Connecting points with a spline based on a logarithmic spiral Suppose I have two points $\vec p_1$ and $\vec p_2$. How can I calculate the equation for the logarithmic spiral that passes through $\vec p_1$ at an angle of $\theta_1$ and through $\vec p_2$ at an angle of $\theta_2$? Angles are measured relative to the x-axis and are between $0$ and $2\pi$. For shorthand, let $\Delta\theta=\theta_2-\theta_1$
Given a logarithmic spiral with a center at $\vec{s}=\langle s_x,\ s_y\rangle$, the equation for the spiral is 
$$\vec f(\theta)=e^{b+m\theta}\langle\cos(\theta+\alpha),\ \sin(\theta+\alpha)\rangle+\vec s$$
I need to find $b,\ m,\ \alpha,\ s_x$ and $s_y $ such that $\vec f(0)=\vec p_1$, $\vec f(\Delta\theta)=\vec p_2$, and $\tan^{-1}(m,1)+\alpha=\theta_1$. (See here). Written out these equations are:
$$s_x+e^{b}\cos(\alpha)=x_1$$
$$s_y+e^{b}\sin(\alpha)=y_1$$
$$s_x+e^{b+m\Delta\theta}\cos(\alpha+\Delta\theta)=x_2$$
$$s_y+e^{b+m\Delta\theta}\sin(\alpha+\Delta\theta)=y_2$$
$$\tan^{-1}(m,1)+\alpha=\theta_1$$
Which can be reduced to two equations because $m=\cot(\theta_1 - \alpha)$, $s_x=x_1-e^b \cos(\alpha)$, and $s_y=y_1-e^b \sin(\alpha)$. Based on this we end up with:
$$x_1-e^b \cos(\alpha)+e^{b+\cot(\theta_1 - \alpha)\Delta\theta}\cos(\alpha+\Delta\theta)=x_2$$
$$y_1-e^b \sin(\alpha)+e^{b+\cot(\theta_1 - \alpha)\Delta\theta}\sin(\alpha+\Delta\theta)=y_2$$
Which puts it in terms of just $b$ and $\alpha$, however these equations are still problematic to solve. Can anyone help with this?
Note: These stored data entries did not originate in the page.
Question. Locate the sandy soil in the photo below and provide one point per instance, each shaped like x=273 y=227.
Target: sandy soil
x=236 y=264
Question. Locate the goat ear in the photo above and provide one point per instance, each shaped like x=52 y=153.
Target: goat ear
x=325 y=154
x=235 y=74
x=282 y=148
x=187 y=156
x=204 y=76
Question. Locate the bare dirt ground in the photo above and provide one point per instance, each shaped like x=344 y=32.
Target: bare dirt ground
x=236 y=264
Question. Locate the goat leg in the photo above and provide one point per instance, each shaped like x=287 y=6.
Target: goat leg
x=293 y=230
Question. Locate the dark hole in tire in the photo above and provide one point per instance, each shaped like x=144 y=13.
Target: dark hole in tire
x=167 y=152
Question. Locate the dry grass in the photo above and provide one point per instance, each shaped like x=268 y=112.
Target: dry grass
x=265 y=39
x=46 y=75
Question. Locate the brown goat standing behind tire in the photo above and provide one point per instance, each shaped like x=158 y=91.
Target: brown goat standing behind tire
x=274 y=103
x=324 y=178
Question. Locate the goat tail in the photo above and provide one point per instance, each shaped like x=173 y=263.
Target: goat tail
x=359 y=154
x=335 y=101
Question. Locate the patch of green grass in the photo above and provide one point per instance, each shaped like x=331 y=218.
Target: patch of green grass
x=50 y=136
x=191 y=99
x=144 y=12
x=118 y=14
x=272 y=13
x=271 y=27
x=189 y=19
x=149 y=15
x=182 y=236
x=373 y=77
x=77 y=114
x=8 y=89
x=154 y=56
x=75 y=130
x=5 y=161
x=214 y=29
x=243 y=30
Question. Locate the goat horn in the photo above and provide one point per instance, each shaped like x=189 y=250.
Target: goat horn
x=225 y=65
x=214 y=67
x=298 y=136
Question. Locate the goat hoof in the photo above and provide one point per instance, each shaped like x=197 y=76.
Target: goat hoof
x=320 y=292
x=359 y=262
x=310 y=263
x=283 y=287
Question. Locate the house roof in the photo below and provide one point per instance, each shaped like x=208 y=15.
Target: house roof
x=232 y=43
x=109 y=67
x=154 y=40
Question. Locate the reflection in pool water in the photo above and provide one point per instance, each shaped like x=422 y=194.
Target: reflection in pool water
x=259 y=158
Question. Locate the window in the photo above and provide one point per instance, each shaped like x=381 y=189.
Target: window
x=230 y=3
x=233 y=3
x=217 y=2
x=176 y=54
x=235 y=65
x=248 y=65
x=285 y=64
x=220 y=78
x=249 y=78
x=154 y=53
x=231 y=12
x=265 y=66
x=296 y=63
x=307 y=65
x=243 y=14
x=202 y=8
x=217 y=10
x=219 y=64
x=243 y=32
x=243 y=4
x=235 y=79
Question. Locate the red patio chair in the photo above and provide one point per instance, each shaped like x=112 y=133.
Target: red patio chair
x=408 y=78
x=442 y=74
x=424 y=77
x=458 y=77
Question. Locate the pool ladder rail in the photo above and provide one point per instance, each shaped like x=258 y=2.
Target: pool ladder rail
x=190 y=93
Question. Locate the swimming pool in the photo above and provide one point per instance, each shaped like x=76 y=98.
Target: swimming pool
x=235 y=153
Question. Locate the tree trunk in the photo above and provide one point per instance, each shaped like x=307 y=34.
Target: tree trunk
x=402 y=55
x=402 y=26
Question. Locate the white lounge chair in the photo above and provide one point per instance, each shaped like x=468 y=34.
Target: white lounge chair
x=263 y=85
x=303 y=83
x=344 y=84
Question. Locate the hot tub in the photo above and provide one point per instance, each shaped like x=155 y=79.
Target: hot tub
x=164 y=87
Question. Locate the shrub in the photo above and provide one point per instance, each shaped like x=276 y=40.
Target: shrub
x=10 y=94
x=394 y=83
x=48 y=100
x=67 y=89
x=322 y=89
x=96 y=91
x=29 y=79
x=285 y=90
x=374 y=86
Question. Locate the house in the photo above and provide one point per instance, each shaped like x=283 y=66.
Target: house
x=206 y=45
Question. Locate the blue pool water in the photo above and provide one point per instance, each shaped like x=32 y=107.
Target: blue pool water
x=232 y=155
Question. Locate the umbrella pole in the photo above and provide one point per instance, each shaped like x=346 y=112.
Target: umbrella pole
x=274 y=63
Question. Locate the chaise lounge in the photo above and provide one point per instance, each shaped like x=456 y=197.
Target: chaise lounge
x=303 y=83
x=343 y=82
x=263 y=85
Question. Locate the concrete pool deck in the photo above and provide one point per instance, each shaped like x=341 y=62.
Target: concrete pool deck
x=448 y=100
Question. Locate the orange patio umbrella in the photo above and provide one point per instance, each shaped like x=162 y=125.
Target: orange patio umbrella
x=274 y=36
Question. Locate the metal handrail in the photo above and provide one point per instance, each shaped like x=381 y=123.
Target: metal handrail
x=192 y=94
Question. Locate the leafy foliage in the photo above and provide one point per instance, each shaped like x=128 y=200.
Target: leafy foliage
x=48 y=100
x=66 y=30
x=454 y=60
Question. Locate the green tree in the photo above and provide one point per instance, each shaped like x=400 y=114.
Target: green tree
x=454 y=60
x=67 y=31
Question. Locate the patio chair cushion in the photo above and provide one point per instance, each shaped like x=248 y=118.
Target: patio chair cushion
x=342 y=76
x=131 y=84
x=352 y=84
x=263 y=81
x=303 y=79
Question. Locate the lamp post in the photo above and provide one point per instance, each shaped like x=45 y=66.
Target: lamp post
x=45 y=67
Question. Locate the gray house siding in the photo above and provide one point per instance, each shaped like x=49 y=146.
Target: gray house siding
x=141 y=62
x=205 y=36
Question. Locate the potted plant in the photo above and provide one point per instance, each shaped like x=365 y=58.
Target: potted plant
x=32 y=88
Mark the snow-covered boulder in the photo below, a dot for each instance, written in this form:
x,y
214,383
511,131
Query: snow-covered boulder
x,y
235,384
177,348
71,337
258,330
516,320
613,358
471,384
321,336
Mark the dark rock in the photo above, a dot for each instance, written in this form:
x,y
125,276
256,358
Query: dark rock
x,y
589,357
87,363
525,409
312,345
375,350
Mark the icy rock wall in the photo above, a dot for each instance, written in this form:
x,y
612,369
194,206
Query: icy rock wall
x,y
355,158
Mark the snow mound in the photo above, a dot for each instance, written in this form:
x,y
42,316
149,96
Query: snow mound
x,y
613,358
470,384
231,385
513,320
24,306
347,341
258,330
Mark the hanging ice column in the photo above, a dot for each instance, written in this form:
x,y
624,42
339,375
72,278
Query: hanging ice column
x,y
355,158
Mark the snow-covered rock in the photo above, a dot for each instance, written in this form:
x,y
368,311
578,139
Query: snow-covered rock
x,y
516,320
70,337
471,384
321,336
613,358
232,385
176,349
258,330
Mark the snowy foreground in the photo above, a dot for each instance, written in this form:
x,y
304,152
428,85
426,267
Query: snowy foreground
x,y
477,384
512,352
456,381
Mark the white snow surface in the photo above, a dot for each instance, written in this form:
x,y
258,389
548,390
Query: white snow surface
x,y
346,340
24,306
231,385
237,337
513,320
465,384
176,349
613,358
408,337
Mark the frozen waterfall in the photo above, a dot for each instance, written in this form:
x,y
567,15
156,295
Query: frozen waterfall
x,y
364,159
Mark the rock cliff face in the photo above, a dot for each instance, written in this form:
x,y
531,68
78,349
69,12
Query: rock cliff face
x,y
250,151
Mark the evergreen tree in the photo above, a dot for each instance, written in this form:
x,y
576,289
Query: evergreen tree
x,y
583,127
 A: As I see the problem, you have two points in space and you would like a logarithmic spiral to pass through them at specified polar angles. We have four parameters at our disposal: flair coefficient, $b$, scale, say $e^a$, rotation, $e^{i\alpha}$, and translation, s. Then we can write the equation for a logarithmic spiral in the complex plane as
$$z=e^ae^{(b+i)\theta}e^{i\alpha}+s$$
The first thing we can do is to simplify this by using a complex flair coefficient, say $B$, so that we can dispense with the rotation. Then
$$z=e^ae^{(B+i)\theta}+s$$
Note that this no longer a true logarithmic spiral because $e^{i\Im\{B\}\theta} \ne e^{i\alpha}$. However, it has similar characteristics.
Applying the conditions at the specified points
$$
p_1=e^ae^{(B+i))\theta_1}+s\\
p_2=e^ae^{(B+i))\theta_2}+s
$$
we see that we have two equations in three unknowns: $a,B,s$. These equations are intractable until an additional condition is specified.
Let me suggest a simpler problem that may meet your needs. Consider that the spiral starts at $p_1$ and passes through $p_2$ and the specified polar angle $\theta_2$. The we have simply
$$
z=p_1e^{(B+i)\theta}\\
p_2=p_1e^{(B+i)\theta_2}\\
\text{so that}\\
B=\frac{\ln(p_2/p_1)}{\theta_2}-i
$$
And if you want the flair coefficient,
$$b=\Re\{B\}$$
I have tested this with random $p_{1,2}$ and $\theta_2$.